Interpolation only adds a small amount of overhead to the time-critical innermost loops of the code. The result is that curved surfaces can quickly be smoothly shaded without resorting to lots of facets.
Here are some speed comparisons on two computers: a Duron 850 and an Athlon 2400+ with an nVidia card. The number of frames per second are shown for the reset condition (13 sectors, 13 sections, straight-on view) and for the extreme condition (63 sectors, 63 sections).
Duron Athlon 13x13 63x63 13x13 63x63 ------------- -------------- Torus4 66 fps 32 117 fps 67 Torus5 59 23 106 52
Pan and zoom are also added to this version. To move the torus about the screen, hold the right mouse button down. To magnify it, hold both buttons (or the center button) and move the mouse forward. (Can you turn it inside out?)
Pan and zoom are simple modifications to the RotateTorus procedure. Making DrawPoly clip the image at the edge of the screen without distorting the shading is a little more involved.
This version takes a giant leap toward realism by converting the torus into an actual donut - complete with sprinkles!
"Texture mapping" is the magic new ingredient. This applies the image in the file texture.bmp onto the surface of the torus. It uses the same interpolation idea as for Gouraud shading. In addition to interpolating light intensity, DrawPoly now interpolates horizontal and vertical steps through the texture image. The colors of the pixels that get selected from this image are used to plot the pixels that fill the polygons displayed on the screen.
The color selected is not plotted directly, but instead its brightness is adjusted so that the donut gets shaded, giving it a 3D look. To keep the code fast this brightness adjustment is gotten from a color look-up table (CLUT), which is set up by the procedure MakeCLUT. Given a color and brightness, the table provides a shaded color.
Gouraud shading can be turned on and off using the G key. This lets you see the tradeoff in speed and appearance for various numbers of facets. Notice that while Gouraud shading is effective in smoothing (especially the underside of the donut) it does nothing to smooth the edges of the silhouette. Gouraud shading definitely looks better than flat shading when there are only 13x13 facets; but when there are 63x63 facets, it's little, if any, improvement. However, 63x63 facets take a long time to render.
Alas, a shadow has finally fallen on this project.
This version adds two new procedures: DrawBkgnd provides a background image, so the shadow has something to fall upon; and DrawShadow provides the shadow.
DrawBkgnd does a series of calls to DrawPoly to provide a checkered tablecloth. It's drawn in the X-Y plane at Z=0.
The star of this version is DrawShadow, and its magic can simply be stated like this:
Shadow = Torus - dist*Light
Shadow, Torus and Light are 3D vectors. Light is a unit vector that when multiplied by the (1D) scalar "dist" gives a vector from a point on the torus to the corresponding point in its shadow.
Since the Z component of Shadow is 0, equations for the X and Y components can easily be derived.
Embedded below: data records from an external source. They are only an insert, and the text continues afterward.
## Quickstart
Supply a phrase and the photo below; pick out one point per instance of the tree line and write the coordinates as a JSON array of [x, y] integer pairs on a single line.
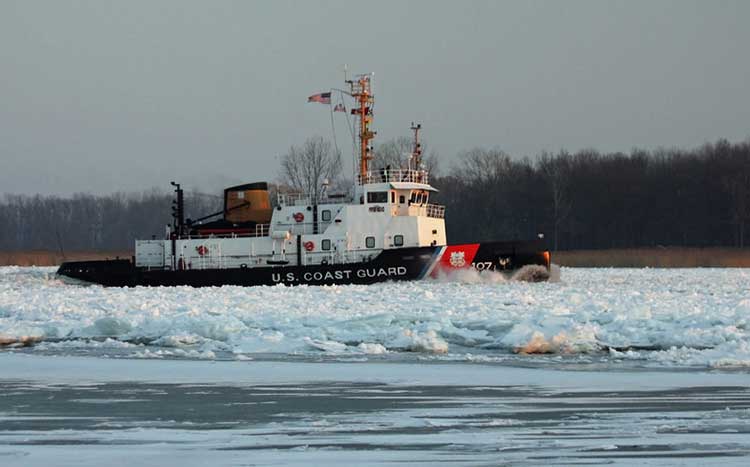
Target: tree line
[[583, 200]]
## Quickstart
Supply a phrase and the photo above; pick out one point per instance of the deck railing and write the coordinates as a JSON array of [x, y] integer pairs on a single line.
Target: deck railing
[[394, 175]]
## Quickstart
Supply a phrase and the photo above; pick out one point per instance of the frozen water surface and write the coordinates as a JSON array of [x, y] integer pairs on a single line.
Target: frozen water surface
[[651, 317], [605, 366]]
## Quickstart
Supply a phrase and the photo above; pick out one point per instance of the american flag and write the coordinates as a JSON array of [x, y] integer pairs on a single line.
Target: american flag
[[323, 98]]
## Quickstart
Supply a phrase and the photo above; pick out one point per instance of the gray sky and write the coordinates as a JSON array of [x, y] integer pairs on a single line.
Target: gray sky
[[106, 96]]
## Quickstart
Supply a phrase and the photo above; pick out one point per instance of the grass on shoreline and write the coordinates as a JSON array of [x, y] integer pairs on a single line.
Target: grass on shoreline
[[672, 257]]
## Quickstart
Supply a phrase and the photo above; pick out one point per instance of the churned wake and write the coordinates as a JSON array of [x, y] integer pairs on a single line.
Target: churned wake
[[685, 317]]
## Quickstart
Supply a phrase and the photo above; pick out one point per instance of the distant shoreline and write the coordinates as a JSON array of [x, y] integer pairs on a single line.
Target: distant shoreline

Shadow(Z) = 0 = Torus(Z) - dist*Light(Z) Thus: dist = Torus(Z)/Light(Z)
Substituting this expression for "dist" in the equations for the X and Y components gives:
Shadow(X) = Torus(X) - Torus(Z)/Light(Z)*Light(X) Shadow(Y) = Torus(Y) - Torus(Z)/Light(Z)*Light(Y)
Shadow(X) and Shadow(Y) are the coordinates that DrawPoly needs to draw the shadows on the tablecloth for each of the polygons that make up the torus.
This is difficult to follow, I know. At least you have the highlights (no pun intended) and can dig out the details in the code if you desire. Unlike with DirectX or even OpenGL everything is there. Once you plow through that, you'll understand everything - or at least enough to start building your own 3D engine.